Aquaman: Aw, shucks, guys. I don't know. I guess I could do something like ... this!
[Aquaman controls a bunch of sea creatures to do something really cool]
Peter: Wow. A real superhero. Isn't it cool to see one here, The Sub-Mariner?
The Sub-Mariner: I ... I have little wings on my feet!
Peter: Uh, it-it, it shh, shh, kay? It's over. It's over.

Evil Frat Boy #1: Are we ready to attack!?
Evil Frat Boy #2: We are! And many people will die!
Peter: Oh no! Those evil frat boys are planning to kill spring break! And they only had time to record two lines of dialogue!
Evil Frat Boy #1: Are we ready to attack!?
Evil Frat Boy #2: We are! And many people will die!

Joe: Peter, we are now literally standing on the boat. That's ho-
Cleveand: That's a poor choice of words for you, Joe.
Joe: That's, [sigh], that's how close we are.
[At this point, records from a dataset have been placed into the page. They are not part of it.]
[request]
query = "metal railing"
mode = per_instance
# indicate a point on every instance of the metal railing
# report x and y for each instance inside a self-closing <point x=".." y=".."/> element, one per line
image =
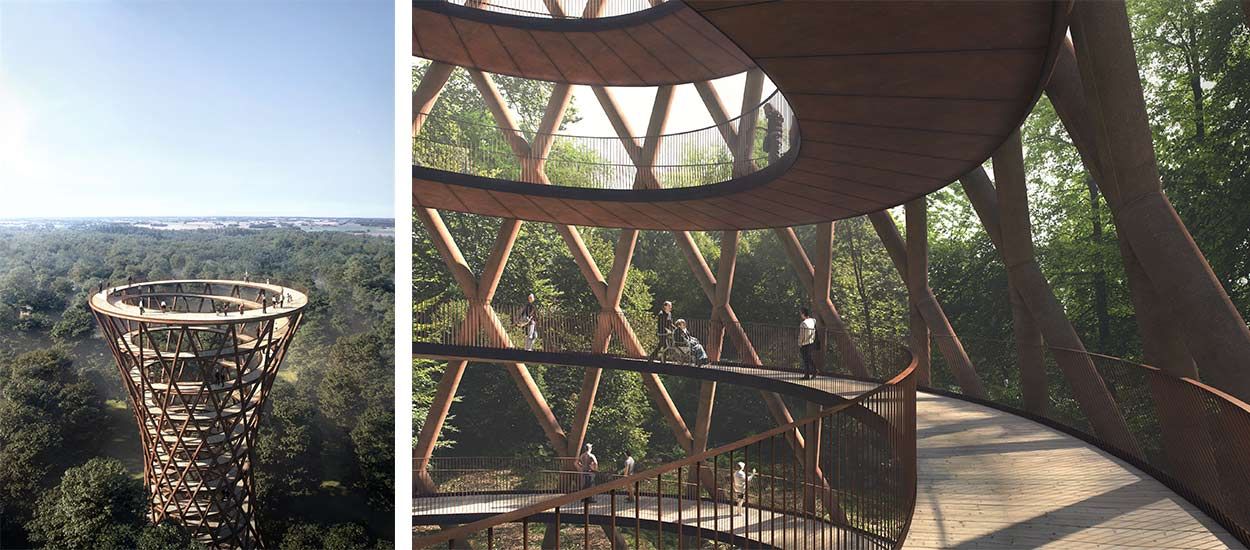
<point x="563" y="9"/>
<point x="1189" y="435"/>
<point x="683" y="159"/>
<point x="851" y="483"/>
<point x="746" y="348"/>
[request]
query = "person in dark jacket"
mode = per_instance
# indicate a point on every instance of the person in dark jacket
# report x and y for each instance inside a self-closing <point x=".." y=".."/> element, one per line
<point x="663" y="333"/>
<point x="530" y="323"/>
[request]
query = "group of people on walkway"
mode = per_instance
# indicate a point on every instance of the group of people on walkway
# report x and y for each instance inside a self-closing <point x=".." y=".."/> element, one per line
<point x="674" y="336"/>
<point x="670" y="335"/>
<point x="588" y="469"/>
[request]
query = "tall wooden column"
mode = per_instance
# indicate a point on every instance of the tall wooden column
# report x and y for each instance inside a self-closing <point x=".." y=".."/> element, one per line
<point x="1163" y="338"/>
<point x="948" y="341"/>
<point x="1216" y="334"/>
<point x="1036" y="294"/>
<point x="916" y="214"/>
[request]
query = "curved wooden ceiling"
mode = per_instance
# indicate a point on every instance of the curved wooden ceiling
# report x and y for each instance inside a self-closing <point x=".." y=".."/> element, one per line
<point x="669" y="44"/>
<point x="894" y="100"/>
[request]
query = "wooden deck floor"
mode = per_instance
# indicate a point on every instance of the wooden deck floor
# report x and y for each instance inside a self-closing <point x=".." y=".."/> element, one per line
<point x="994" y="480"/>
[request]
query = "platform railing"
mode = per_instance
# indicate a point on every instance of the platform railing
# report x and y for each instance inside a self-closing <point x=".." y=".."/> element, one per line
<point x="683" y="160"/>
<point x="565" y="9"/>
<point x="851" y="484"/>
<point x="1189" y="435"/>
<point x="745" y="348"/>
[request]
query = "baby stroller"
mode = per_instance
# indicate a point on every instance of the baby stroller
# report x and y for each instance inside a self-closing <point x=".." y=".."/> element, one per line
<point x="686" y="349"/>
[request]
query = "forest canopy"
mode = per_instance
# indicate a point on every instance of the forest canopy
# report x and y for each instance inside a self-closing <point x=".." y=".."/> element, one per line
<point x="325" y="449"/>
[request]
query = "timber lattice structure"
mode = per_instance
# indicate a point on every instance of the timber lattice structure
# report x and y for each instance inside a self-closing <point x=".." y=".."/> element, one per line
<point x="198" y="359"/>
<point x="904" y="99"/>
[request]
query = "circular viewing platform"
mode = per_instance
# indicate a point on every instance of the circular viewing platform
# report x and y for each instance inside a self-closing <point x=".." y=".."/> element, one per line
<point x="198" y="301"/>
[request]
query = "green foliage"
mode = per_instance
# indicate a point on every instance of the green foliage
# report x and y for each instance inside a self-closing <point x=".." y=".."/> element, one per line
<point x="374" y="443"/>
<point x="75" y="323"/>
<point x="51" y="416"/>
<point x="95" y="505"/>
<point x="341" y="536"/>
<point x="166" y="536"/>
<point x="45" y="423"/>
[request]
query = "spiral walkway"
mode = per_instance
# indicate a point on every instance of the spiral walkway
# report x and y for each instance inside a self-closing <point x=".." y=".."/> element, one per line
<point x="900" y="100"/>
<point x="989" y="479"/>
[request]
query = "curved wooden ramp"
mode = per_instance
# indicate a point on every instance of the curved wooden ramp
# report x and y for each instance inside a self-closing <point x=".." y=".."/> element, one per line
<point x="989" y="479"/>
<point x="893" y="100"/>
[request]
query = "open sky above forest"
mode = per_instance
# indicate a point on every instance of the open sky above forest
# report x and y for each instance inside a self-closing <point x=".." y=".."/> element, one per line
<point x="191" y="109"/>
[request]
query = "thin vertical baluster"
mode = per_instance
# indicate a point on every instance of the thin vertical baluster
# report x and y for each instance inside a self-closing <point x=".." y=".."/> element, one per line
<point x="698" y="501"/>
<point x="659" y="513"/>
<point x="638" y="513"/>
<point x="773" y="491"/>
<point x="680" y="490"/>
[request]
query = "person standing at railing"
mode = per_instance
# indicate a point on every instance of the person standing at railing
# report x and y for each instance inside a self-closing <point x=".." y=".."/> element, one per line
<point x="741" y="480"/>
<point x="663" y="333"/>
<point x="588" y="465"/>
<point x="773" y="133"/>
<point x="625" y="473"/>
<point x="808" y="343"/>
<point x="530" y="323"/>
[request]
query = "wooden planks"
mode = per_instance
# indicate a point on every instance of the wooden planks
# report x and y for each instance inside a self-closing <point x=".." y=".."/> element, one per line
<point x="894" y="100"/>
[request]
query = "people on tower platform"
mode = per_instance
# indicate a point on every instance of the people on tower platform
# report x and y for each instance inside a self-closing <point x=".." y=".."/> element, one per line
<point x="628" y="471"/>
<point x="664" y="329"/>
<point x="741" y="481"/>
<point x="588" y="465"/>
<point x="529" y="323"/>
<point x="808" y="343"/>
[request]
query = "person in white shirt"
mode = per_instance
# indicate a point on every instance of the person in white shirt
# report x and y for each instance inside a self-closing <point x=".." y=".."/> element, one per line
<point x="625" y="473"/>
<point x="808" y="343"/>
<point x="588" y="464"/>
<point x="740" y="481"/>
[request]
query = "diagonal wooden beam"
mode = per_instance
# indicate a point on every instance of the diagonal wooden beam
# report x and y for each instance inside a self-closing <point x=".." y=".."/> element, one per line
<point x="739" y="141"/>
<point x="1215" y="331"/>
<point x="498" y="259"/>
<point x="1016" y="251"/>
<point x="428" y="91"/>
<point x="916" y="215"/>
<point x="944" y="334"/>
<point x="446" y="249"/>
<point x="485" y="319"/>
<point x="1163" y="336"/>
<point x="433" y="425"/>
<point x="851" y="358"/>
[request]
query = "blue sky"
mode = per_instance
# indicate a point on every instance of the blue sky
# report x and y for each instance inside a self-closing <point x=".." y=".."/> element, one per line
<point x="194" y="109"/>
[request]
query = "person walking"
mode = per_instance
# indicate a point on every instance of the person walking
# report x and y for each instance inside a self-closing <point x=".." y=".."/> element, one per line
<point x="741" y="480"/>
<point x="588" y="465"/>
<point x="530" y="323"/>
<point x="806" y="343"/>
<point x="625" y="473"/>
<point x="663" y="333"/>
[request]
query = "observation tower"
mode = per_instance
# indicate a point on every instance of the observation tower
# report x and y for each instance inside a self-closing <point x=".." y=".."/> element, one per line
<point x="875" y="106"/>
<point x="198" y="359"/>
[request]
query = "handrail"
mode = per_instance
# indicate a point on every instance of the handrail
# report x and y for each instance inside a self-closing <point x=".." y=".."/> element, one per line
<point x="878" y="424"/>
<point x="568" y="9"/>
<point x="1191" y="436"/>
<point x="685" y="159"/>
<point x="770" y="345"/>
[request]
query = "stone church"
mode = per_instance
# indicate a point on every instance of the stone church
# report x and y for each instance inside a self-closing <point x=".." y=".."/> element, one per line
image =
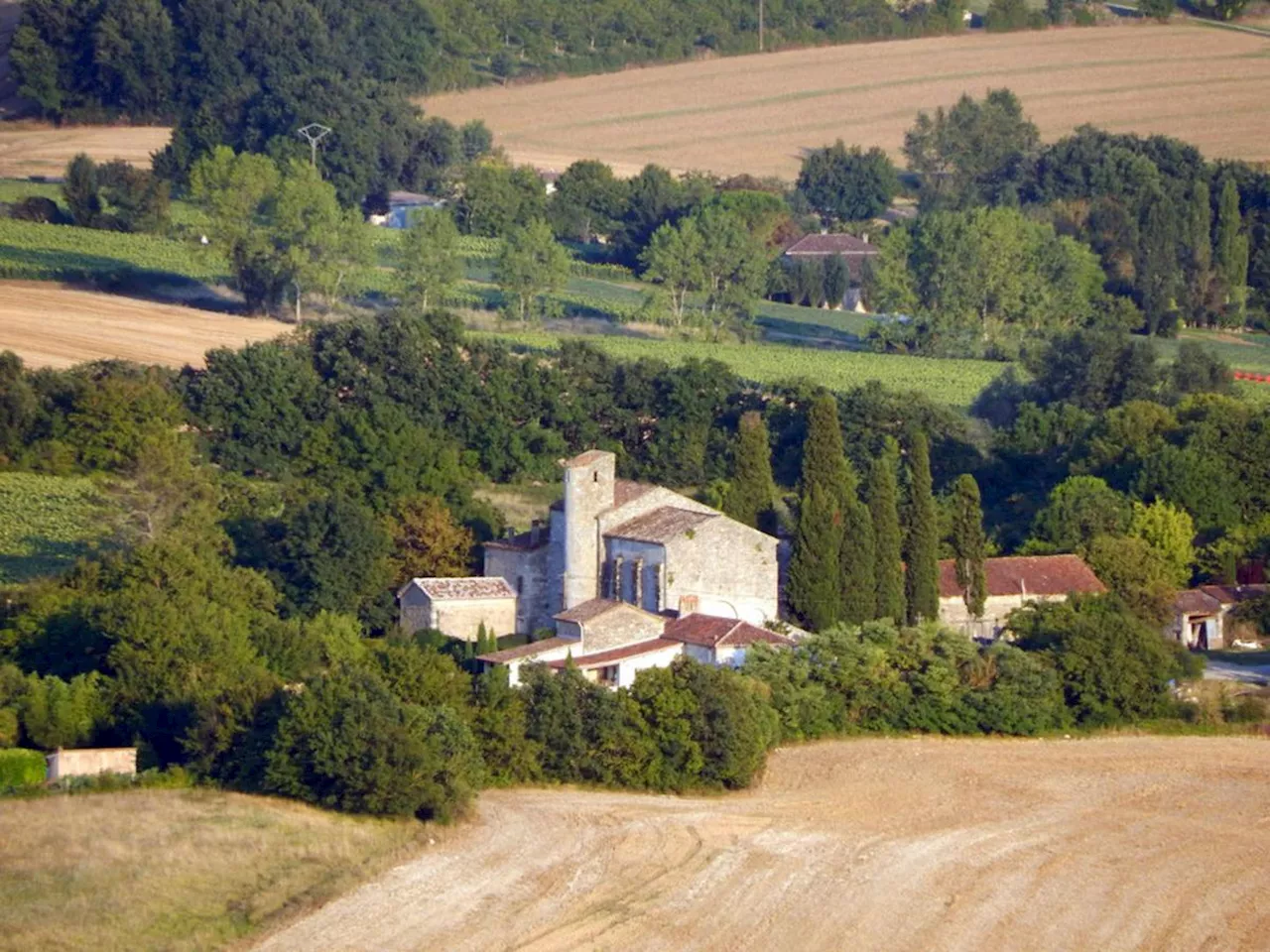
<point x="636" y="543"/>
<point x="624" y="575"/>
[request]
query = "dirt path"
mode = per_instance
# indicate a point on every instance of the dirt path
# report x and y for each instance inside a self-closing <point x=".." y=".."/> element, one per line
<point x="1128" y="843"/>
<point x="53" y="325"/>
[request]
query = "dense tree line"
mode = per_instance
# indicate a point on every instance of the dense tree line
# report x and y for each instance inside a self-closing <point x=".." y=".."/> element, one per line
<point x="1096" y="230"/>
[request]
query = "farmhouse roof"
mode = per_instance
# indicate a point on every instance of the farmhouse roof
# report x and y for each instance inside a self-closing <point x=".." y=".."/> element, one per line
<point x="826" y="245"/>
<point x="661" y="525"/>
<point x="1197" y="602"/>
<point x="712" y="631"/>
<point x="1233" y="594"/>
<point x="1028" y="575"/>
<point x="587" y="458"/>
<point x="534" y="648"/>
<point x="413" y="198"/>
<point x="617" y="654"/>
<point x="585" y="611"/>
<point x="467" y="588"/>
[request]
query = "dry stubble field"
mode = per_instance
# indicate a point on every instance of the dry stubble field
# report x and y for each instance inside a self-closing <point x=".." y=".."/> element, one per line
<point x="758" y="113"/>
<point x="35" y="149"/>
<point x="1107" y="844"/>
<point x="53" y="325"/>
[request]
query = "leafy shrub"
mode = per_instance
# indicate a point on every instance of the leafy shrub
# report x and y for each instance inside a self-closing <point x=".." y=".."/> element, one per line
<point x="1114" y="666"/>
<point x="345" y="742"/>
<point x="36" y="208"/>
<point x="21" y="769"/>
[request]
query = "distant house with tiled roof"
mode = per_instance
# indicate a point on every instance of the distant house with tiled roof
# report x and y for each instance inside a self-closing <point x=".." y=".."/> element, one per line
<point x="1202" y="616"/>
<point x="1012" y="583"/>
<point x="856" y="252"/>
<point x="458" y="607"/>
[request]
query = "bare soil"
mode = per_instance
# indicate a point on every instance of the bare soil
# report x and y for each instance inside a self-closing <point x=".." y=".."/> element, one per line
<point x="760" y="113"/>
<point x="35" y="149"/>
<point x="1114" y="843"/>
<point x="54" y="325"/>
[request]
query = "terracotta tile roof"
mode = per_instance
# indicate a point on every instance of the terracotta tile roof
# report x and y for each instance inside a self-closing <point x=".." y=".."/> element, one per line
<point x="661" y="525"/>
<point x="830" y="245"/>
<point x="471" y="587"/>
<point x="627" y="492"/>
<point x="617" y="654"/>
<point x="1032" y="575"/>
<point x="588" y="458"/>
<point x="534" y="648"/>
<point x="522" y="542"/>
<point x="1197" y="602"/>
<point x="585" y="611"/>
<point x="711" y="631"/>
<point x="1233" y="594"/>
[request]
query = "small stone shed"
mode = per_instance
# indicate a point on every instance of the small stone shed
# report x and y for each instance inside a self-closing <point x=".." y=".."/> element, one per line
<point x="458" y="607"/>
<point x="90" y="762"/>
<point x="1012" y="583"/>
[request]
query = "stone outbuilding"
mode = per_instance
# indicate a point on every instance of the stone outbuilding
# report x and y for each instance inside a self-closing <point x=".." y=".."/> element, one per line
<point x="89" y="762"/>
<point x="638" y="543"/>
<point x="458" y="607"/>
<point x="1012" y="583"/>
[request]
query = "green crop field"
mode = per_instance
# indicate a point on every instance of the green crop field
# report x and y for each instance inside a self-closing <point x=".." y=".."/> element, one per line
<point x="952" y="382"/>
<point x="46" y="524"/>
<point x="64" y="253"/>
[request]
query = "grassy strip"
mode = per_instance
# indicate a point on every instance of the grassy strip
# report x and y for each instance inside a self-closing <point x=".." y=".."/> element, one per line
<point x="952" y="382"/>
<point x="46" y="524"/>
<point x="178" y="870"/>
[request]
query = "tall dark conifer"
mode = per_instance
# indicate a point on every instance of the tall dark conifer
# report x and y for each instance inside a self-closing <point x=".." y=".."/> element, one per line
<point x="752" y="489"/>
<point x="969" y="543"/>
<point x="884" y="509"/>
<point x="922" y="555"/>
<point x="815" y="585"/>
<point x="857" y="560"/>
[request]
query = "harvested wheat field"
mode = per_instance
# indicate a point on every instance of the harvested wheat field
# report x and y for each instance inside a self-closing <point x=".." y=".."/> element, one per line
<point x="51" y="325"/>
<point x="758" y="113"/>
<point x="30" y="149"/>
<point x="1118" y="843"/>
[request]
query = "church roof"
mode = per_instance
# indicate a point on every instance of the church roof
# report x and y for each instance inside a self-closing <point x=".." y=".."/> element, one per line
<point x="472" y="587"/>
<point x="1028" y="575"/>
<point x="661" y="525"/>
<point x="711" y="631"/>
<point x="534" y="648"/>
<point x="617" y="654"/>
Evil Frat Boy #2: Too bad about the bomb!
Cleveland: Bomb!?
Evil Frat Boy #2: Yep, right here on the boat. Soon, you will all do the foamy dance of death!
Evil Frat Boy #1: We are and many people will die!
Peter: He just says that one thing.

Joe: Alright, frat boy, talk. I know you've recorded more dialogue.
Evil Frat Boy #2: Um, ... Are you ready to attack?
Joe: Aha! Before it was "are we ready to attack!"
Evil Frat Boy #2: Dammit.
Joe: Just cough it up. Where's the bomb?
Evil Frat Boy #2: You're wasting your time. The bomb will activate once the floor stops vibrating.
Evil Frat Boy #1: And many people will die!

Trivia

Deleted Scenes

  • Alternate take on the Aiwa double-tape deck Waldorf and Statler joke.
  • Stewie wearing the pants from Sisterhood of the Traveling Pants.
  • Peter saying that it's a good idea to put on stranger's hats.
  • Chris Collinsworth thanking Peter for being a veteran.
  • Cutaway of Peter buying a bottle of Newman's Own.
  • Kenny Loggins watching Family Guy with his daughter and an underage sex partner.
  • Alternate ending of Peter's YouTube video of him reuniting with Christian the Lion, where he says he has a homosexual partner as opposed to the lion clawing him to death.
  • Alternate take on the overhead bins Waldolf and Statler joke.
  • A court case, regarding the movie Ted 2.
  • A Roman crucifying Jesus Christ on his first day on the job.
  • Cutaway showing a literal metaphor of "a knead the dough basis".
  • The Beer Bar Buddies practicing doing double takes of seeing a bikini woman.
  • Peter having an awkward fave time conversation with Lois.
  • Chris Collinsworth returning for another gag.
  • Joe suggesting that he, Peter, and Cleveland urinate together in public.
  • Peter saying that they haven't found a day to visit the Epcot center.
  • Three cutaway gags to The Beer Bar Buddies eating at The Olive Garden and a callback from Quagmire.
  • Cleveland pulling off a Leroy Jenkins, while Peter and Joe try to make up a plan.
  • Video Game cutaway gag of Peter, Cleveland, and Joe fighting the evil frat boys.
  • Peter reminding Quagmire that he wrote gay stuff on a boat.
  • Peter mentioning the Epcot center again.
  • Alternate ending, where Quagmire saves Peter from the explosive jet ski with a hydraulic grapple wench.
  • Post-credits scene, where Peter calls everyone on the coast guard a bisexual.